Added Mar 5, 2003
‘Queer theory?’ he growls, proprietorially, ‘gay or queer art, and exhibitions, and art criticism, and catalogue essays?’ apropos Don’t Leave Me This Way and other such shows, ‘Hrrrmph. All been done before.’1
Now, the only thing easier than setting up a straw version of sign(post)ed-gay unitary-identity crude-identity-politics-placarding Minimally Conceptual 80s thesis art as queer, is to torch it with an undergraduate sleight-of-rhetoric.
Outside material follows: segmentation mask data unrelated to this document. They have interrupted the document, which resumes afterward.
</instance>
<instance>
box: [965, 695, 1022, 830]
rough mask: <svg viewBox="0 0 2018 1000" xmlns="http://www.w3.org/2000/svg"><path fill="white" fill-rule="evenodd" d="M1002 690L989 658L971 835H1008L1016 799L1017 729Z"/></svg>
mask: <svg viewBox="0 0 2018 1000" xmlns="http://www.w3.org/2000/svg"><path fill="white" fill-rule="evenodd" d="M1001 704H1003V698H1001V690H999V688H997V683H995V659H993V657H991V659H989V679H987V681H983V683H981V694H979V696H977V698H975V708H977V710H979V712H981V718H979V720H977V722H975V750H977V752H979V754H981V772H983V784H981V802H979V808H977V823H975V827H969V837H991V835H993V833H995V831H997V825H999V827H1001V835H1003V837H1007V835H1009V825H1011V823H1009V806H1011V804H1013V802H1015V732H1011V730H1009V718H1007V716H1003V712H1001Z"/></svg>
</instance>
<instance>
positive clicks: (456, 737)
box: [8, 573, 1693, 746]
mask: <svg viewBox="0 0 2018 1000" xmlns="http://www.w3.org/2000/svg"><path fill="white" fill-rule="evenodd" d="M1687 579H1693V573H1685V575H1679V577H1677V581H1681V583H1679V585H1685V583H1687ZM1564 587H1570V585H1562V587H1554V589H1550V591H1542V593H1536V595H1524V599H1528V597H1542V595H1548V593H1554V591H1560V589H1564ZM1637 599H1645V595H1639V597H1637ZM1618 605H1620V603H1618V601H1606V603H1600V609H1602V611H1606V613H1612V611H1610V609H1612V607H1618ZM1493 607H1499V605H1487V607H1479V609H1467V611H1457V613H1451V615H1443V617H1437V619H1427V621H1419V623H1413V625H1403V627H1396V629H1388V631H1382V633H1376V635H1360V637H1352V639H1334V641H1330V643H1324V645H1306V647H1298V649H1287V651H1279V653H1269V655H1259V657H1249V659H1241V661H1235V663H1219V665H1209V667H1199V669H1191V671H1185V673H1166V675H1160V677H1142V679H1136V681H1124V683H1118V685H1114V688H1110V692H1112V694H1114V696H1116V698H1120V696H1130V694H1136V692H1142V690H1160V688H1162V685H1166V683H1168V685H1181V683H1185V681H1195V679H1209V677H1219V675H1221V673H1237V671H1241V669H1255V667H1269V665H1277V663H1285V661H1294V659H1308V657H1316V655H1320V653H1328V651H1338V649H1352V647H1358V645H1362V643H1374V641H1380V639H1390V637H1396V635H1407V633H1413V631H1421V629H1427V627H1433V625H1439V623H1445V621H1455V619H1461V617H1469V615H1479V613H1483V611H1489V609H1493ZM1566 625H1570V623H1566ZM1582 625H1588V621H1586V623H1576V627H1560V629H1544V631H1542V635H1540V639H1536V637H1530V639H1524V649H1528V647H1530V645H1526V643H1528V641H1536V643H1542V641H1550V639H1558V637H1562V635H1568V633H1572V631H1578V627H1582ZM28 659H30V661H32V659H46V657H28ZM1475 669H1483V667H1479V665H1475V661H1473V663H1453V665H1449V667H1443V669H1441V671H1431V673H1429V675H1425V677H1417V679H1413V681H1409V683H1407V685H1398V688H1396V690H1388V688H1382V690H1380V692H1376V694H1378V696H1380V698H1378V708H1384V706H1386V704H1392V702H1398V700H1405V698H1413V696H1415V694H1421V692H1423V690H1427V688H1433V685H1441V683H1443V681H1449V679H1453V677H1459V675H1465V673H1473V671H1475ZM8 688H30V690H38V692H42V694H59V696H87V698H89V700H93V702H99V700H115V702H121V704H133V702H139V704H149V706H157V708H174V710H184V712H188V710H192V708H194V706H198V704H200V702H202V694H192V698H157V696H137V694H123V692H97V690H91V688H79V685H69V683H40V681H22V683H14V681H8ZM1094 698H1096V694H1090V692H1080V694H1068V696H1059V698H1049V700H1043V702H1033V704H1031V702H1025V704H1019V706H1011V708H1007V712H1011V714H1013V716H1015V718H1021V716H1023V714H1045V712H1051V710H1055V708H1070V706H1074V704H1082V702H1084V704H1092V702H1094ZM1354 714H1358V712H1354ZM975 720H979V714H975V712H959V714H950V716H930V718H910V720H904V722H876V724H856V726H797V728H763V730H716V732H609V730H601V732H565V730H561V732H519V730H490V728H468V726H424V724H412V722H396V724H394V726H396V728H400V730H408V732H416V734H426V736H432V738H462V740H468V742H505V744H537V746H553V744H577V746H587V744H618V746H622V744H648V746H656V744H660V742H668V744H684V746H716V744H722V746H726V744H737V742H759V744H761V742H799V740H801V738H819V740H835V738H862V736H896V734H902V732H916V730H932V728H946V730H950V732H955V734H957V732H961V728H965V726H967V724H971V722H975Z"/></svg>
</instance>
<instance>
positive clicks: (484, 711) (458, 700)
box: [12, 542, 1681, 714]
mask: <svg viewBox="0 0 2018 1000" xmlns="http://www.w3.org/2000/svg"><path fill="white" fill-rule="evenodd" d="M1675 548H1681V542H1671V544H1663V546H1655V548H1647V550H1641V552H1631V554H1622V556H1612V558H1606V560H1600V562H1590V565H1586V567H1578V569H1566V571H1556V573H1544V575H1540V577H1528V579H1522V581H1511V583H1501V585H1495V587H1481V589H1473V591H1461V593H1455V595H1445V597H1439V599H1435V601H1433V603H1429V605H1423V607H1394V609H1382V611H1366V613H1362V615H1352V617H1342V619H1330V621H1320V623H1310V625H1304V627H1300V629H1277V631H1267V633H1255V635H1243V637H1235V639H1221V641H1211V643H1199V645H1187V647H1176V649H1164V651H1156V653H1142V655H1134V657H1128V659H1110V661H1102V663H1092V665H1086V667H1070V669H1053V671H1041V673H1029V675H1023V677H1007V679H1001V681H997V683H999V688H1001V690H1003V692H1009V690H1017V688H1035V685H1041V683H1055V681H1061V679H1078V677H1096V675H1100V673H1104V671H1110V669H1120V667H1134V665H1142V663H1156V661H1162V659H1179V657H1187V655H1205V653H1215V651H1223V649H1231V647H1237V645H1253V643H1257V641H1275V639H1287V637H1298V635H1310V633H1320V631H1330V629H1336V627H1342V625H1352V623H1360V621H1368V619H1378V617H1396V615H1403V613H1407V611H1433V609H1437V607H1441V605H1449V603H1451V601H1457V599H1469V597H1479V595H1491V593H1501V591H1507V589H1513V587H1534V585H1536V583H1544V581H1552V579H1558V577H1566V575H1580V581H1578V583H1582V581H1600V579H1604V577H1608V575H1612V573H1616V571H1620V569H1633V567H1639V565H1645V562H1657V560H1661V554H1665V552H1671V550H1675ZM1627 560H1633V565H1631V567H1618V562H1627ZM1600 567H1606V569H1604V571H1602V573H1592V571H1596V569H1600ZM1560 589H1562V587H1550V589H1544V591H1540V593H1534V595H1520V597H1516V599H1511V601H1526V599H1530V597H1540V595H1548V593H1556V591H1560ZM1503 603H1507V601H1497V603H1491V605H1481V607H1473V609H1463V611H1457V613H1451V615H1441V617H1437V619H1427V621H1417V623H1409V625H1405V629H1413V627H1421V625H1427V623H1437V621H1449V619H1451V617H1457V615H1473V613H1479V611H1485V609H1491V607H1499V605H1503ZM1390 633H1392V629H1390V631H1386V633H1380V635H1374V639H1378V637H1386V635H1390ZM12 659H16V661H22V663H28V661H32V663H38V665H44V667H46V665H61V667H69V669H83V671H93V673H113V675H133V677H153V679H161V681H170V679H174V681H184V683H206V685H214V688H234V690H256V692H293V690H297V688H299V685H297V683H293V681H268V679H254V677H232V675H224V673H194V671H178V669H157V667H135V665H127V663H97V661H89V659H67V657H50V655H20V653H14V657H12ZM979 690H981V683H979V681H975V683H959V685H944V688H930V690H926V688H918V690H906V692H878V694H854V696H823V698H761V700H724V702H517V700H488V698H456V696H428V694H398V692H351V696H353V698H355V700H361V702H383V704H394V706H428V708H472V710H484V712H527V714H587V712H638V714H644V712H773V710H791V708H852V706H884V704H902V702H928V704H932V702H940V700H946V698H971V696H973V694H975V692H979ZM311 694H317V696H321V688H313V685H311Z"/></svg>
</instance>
It goes like this (it’s a vanilla-Derrida sex position): you have a positive term (like straight, cf. normal) against which another is negatively defined (gay, cf. deviant), but if you reverse them and give primacy to the ontologically-minus term (out’n’proud gay art), you’re still in a dependent, reactive position, still defining yourself against the other, always and only in relation to it, forever referring oppositionally back to it, pinned in (or on) its diacritical map. Having taught himself this old trick, Rex, panting slightly, clambers on to the safe territory of structuralist abstraction, wagging a series of allegedly-irresolvable binaries behind him: subversion/convention, hermeneutics/aporia, identity/alterity. This facilitates two tediously familiar moves: (1) eluding specifics and contexts and praxis by defusing politics into a diffusion of abstraction (puh-leeease: the poor thing’s so poodle-hearted he flees the gay problematic for Kantian poetics!), and (2) eliding queerness in an undifferentiated conflation of Similarly-Differently-Abled-Art (including the full facile roll-call: feminist, aboriginal, post-colonial, etc.)